In a common application for integrated circuit fabrication, a contact/via opining is etched through an insulating layer to an underlying conductive area to which electrical contact is to be made. A conducting layer material is deposited within the contact/via opening. The damascene and dual damascene processes have become a trend in metallization. Trenches and/or vias are formed in the insulating layers and inlaid with metal, such as copper, to contact with the underlying conductive area. It is desired to use low dielectric constant (low k) materials in order to reduce capacitance of the resulting devices.
It is a challenge to improve the photolithography processing window in damascene process by using ARC, anti-reflection coatings, to reduce reflectivity and improve light absorption, to minimized light scattering back from the underlying substrate. One solution is to use silicon nitride (SiN) or silicon oxynitride (SiON) to be ARC when using low-k materials in the intermetal dielectric layers (IMD). The nitride and oxynitride layers are frequently formed by CVD processes using chemicals such as amine and amide which tend to diffuse into adjacent porous layers of dielectric insulating layers. For example, the increasing use of low-k dielectric materials, typically having a high degree of porosity, facilitates absorption and transport of contaminating chemical species.
Approaches to prevent the diffusion of contaminating nitrogen containing species from overlying etching stop or BARC layers including for example silicon oxynitride, include forming a silicon dioxide layer over the low dielectric constant IMD layer prior to forming the etching stop or BARC layers. A shortcoming of this approach is the added stresses applied to the IMD layer and the added contribution to the overall capacitance of the multi-level semiconductor device.
Another approach has been to use a carbon based BARC's, as the BARC thereby avoiding the presence of nitrogen contaminating species. A shortcoming of this approach is that a carbon based BARC during anisotropic etching contributes to the formation of polymer residues on the sidewalls and bottoms of the etched feature frequently slowing the etching rate within the feature, also referred to as etch stop phenomena.
The related Prior Art will now be described in this section.
U.S. PUB. APP. NO. US20040023497A1 entitled “Method for avoiding carbon and nitrogen contamination of a dielectric insulating layer” published Feb. 5, 2004 to Pan, Shing-Chyang et al. teaches method for preventing carbon and nitrogen penetration from a deposited overlayer into a dielectric insulating layer to improve a subsequent photolithographic patterning and anisotropic etching process.
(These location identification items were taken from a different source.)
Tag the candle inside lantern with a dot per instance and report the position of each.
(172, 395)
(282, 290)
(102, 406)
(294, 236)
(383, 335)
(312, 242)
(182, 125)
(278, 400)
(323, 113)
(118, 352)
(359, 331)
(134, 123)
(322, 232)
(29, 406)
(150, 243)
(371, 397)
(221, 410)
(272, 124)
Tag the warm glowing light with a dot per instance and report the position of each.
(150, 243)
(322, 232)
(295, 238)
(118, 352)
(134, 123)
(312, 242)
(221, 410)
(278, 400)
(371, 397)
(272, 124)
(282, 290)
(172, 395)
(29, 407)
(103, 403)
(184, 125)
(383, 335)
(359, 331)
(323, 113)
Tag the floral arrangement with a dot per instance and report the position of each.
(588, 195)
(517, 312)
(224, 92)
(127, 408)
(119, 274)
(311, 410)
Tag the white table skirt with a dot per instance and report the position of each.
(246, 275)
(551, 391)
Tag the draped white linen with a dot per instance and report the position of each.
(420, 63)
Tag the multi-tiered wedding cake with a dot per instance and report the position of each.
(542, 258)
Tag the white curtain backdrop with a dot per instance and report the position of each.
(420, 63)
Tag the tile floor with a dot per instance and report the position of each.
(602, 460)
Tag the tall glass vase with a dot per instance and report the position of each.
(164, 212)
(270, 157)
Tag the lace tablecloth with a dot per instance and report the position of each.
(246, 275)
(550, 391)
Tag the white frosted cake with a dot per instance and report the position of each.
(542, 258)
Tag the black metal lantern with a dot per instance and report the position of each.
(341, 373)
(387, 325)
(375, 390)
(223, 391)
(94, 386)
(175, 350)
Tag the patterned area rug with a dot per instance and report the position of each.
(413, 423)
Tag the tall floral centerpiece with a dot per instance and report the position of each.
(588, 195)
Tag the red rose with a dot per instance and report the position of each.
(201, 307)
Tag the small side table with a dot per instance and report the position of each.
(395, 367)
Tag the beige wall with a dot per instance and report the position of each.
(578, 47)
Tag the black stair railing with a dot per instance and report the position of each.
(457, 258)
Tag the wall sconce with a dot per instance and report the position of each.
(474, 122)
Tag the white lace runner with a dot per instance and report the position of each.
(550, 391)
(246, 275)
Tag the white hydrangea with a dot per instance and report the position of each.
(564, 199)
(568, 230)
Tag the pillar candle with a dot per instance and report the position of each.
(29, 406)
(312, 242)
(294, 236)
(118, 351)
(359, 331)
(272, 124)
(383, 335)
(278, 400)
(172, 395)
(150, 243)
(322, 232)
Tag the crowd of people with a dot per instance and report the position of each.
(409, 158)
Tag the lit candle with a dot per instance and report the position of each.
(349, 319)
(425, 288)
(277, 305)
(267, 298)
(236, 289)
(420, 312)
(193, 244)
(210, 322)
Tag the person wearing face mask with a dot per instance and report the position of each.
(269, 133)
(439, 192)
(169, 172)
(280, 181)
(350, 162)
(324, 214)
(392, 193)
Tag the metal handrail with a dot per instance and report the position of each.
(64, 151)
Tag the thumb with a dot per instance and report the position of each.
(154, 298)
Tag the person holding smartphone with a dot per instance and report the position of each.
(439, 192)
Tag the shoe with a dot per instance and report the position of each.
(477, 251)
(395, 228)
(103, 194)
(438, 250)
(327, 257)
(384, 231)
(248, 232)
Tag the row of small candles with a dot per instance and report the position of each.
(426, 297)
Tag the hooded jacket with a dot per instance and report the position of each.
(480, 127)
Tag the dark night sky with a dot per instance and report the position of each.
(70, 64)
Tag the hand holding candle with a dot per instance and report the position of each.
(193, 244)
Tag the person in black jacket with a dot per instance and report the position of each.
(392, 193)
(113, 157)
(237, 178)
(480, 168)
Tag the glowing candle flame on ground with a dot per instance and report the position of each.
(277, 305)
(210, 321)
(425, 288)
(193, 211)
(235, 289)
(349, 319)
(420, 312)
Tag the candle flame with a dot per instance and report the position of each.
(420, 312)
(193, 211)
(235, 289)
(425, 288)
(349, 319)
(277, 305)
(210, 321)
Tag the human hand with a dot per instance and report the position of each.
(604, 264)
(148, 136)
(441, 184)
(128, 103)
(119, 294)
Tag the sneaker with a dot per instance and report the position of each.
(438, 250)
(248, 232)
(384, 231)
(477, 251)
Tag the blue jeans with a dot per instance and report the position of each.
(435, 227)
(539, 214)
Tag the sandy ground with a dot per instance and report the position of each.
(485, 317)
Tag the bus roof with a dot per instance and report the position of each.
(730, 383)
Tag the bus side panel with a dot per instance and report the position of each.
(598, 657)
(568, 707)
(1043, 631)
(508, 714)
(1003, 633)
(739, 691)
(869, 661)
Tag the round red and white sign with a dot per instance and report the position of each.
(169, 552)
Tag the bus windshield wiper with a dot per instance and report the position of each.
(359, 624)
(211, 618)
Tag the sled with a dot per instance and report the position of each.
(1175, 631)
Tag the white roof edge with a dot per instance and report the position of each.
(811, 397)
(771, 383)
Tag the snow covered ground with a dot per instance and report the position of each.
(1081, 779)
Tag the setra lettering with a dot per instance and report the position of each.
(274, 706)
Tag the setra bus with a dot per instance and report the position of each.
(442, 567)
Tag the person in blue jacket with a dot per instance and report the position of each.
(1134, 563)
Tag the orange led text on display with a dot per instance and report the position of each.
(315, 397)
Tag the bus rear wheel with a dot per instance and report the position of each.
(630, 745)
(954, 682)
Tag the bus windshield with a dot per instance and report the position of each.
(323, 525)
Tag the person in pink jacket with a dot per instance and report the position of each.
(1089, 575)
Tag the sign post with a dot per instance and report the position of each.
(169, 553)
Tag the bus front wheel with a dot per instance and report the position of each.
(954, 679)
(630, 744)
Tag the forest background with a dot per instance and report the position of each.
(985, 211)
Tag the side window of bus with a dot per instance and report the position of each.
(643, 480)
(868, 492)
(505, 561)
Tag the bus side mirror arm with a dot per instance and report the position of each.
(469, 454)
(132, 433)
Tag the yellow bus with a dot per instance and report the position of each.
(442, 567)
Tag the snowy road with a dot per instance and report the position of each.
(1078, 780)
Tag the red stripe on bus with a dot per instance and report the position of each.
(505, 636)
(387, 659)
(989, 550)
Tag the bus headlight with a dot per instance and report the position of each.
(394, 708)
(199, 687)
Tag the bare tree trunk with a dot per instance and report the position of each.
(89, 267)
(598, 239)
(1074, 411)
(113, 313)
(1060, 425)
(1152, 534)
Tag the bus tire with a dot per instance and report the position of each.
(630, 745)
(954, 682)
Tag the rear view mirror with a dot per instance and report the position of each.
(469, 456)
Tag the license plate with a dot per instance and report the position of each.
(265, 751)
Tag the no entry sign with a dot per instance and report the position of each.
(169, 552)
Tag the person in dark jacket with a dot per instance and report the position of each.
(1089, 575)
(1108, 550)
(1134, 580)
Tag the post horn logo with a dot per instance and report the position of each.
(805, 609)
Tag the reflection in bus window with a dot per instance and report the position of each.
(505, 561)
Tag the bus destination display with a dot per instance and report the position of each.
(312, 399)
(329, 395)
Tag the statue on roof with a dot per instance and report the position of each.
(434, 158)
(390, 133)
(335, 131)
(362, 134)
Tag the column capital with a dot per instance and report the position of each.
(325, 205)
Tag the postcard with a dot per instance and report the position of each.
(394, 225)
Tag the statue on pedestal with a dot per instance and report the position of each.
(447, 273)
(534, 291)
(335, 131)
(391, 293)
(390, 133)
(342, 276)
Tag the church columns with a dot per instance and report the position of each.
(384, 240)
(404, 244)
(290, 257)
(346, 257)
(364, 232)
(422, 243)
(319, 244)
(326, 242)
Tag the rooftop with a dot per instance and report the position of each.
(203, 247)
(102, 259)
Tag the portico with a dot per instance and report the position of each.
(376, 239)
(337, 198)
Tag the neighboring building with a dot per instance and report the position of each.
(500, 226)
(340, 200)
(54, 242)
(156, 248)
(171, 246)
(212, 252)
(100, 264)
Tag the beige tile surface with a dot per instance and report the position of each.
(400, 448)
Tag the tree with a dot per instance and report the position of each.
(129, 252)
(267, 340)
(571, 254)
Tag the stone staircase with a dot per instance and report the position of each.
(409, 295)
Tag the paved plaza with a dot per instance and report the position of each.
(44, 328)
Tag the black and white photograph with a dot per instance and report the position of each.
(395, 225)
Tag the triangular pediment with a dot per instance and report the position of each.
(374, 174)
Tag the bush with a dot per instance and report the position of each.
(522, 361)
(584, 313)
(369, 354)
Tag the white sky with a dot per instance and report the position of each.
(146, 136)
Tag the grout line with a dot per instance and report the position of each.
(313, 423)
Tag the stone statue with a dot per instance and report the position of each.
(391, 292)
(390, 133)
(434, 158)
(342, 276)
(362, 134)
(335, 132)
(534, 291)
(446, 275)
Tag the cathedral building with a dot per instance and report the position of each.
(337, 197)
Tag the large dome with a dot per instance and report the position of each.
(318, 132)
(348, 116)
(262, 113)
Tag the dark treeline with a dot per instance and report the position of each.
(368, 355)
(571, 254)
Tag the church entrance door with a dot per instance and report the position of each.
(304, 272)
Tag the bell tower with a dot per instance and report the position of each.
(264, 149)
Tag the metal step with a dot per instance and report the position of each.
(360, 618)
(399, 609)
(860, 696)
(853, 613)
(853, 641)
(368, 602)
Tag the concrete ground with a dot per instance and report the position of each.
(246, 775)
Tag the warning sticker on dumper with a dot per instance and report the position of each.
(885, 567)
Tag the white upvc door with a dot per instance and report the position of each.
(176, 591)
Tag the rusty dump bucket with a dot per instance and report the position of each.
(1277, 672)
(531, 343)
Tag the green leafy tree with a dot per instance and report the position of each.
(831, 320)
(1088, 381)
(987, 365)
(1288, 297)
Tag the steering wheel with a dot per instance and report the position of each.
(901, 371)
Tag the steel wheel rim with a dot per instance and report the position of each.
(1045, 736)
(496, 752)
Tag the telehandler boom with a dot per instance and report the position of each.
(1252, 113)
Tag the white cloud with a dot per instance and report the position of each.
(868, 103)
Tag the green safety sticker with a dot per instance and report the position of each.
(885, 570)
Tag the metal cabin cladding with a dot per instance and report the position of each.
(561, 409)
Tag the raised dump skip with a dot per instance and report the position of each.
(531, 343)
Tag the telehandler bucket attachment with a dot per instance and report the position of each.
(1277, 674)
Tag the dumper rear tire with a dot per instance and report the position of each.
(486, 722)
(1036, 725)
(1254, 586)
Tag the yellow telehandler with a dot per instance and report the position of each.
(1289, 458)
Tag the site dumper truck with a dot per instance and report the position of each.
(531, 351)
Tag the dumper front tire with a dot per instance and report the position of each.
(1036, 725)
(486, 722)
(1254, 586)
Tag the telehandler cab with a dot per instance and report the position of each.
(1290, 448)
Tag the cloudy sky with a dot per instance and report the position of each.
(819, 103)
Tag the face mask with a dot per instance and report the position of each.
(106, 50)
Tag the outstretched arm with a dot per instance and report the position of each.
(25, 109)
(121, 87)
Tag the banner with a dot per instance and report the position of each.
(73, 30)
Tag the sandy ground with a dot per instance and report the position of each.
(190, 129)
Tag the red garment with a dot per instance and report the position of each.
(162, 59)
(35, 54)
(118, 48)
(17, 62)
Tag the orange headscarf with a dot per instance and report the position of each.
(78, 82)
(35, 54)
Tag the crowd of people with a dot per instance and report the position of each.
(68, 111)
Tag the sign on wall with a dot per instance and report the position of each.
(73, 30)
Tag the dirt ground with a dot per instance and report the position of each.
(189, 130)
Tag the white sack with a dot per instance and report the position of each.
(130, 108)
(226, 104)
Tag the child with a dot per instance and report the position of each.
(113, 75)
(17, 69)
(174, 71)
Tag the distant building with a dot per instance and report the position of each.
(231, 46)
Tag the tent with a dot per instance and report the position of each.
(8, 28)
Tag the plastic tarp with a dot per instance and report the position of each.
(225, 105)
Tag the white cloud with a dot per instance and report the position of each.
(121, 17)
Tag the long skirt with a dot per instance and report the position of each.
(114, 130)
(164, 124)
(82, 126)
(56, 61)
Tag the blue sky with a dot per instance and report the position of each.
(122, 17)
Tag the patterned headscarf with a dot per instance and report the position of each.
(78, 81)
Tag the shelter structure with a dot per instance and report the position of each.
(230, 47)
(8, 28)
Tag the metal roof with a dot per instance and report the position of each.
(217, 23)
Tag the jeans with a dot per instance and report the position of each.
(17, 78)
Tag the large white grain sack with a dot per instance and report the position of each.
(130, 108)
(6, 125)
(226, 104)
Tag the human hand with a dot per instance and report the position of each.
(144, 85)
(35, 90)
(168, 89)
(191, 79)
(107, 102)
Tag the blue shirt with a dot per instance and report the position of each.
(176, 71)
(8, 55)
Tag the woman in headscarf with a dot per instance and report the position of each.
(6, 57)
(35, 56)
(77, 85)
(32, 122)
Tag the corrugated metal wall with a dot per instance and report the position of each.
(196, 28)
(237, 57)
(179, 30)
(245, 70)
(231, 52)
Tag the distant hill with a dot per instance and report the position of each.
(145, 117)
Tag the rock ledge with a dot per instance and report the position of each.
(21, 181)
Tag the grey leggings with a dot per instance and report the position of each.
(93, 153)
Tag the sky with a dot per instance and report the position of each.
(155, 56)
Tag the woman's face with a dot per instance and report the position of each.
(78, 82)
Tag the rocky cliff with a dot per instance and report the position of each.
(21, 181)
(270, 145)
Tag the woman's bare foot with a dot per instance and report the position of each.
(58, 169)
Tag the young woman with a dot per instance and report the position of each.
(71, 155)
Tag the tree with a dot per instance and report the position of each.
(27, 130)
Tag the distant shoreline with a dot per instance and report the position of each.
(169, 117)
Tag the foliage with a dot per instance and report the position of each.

U.S. Pat. No. 6,686,272 entitled “Anti-reflective coatings for use at 248 nm and 193 nm” granted Feb. 3, 2004 to Lee, et al. teaches method for forming a silicon carbide anti-reflective coating (ARC) and a silicon oxycarbide ARC, and a silicon oxycarbide ARC treated with oxygen plasma.
U.S. Pat. No. 6,100,559 entitled “Multipurpose Graded Silicon Oxynitride Cap Layer” granted Aug. 8, 2000 to Park teaches a photolithography process using a graded thin SiON layer, as an anti-reflective coating (ARC) and is graded with varying concentrations of nitrogen.
U.S. Pat. No. 6,664,177 entitled “Dielectric ARC scheme to improve photo window in dual damascene process” granted Dec. 16, 2003 to Lin, et al. teaches a multi-layered dual damascene process by using a dielectric anti-reflection coating, DARC, comprised of multiple layers of SiON with varying k, dielectric constant values and thickness, to reduce reflectivity and improve light absorption.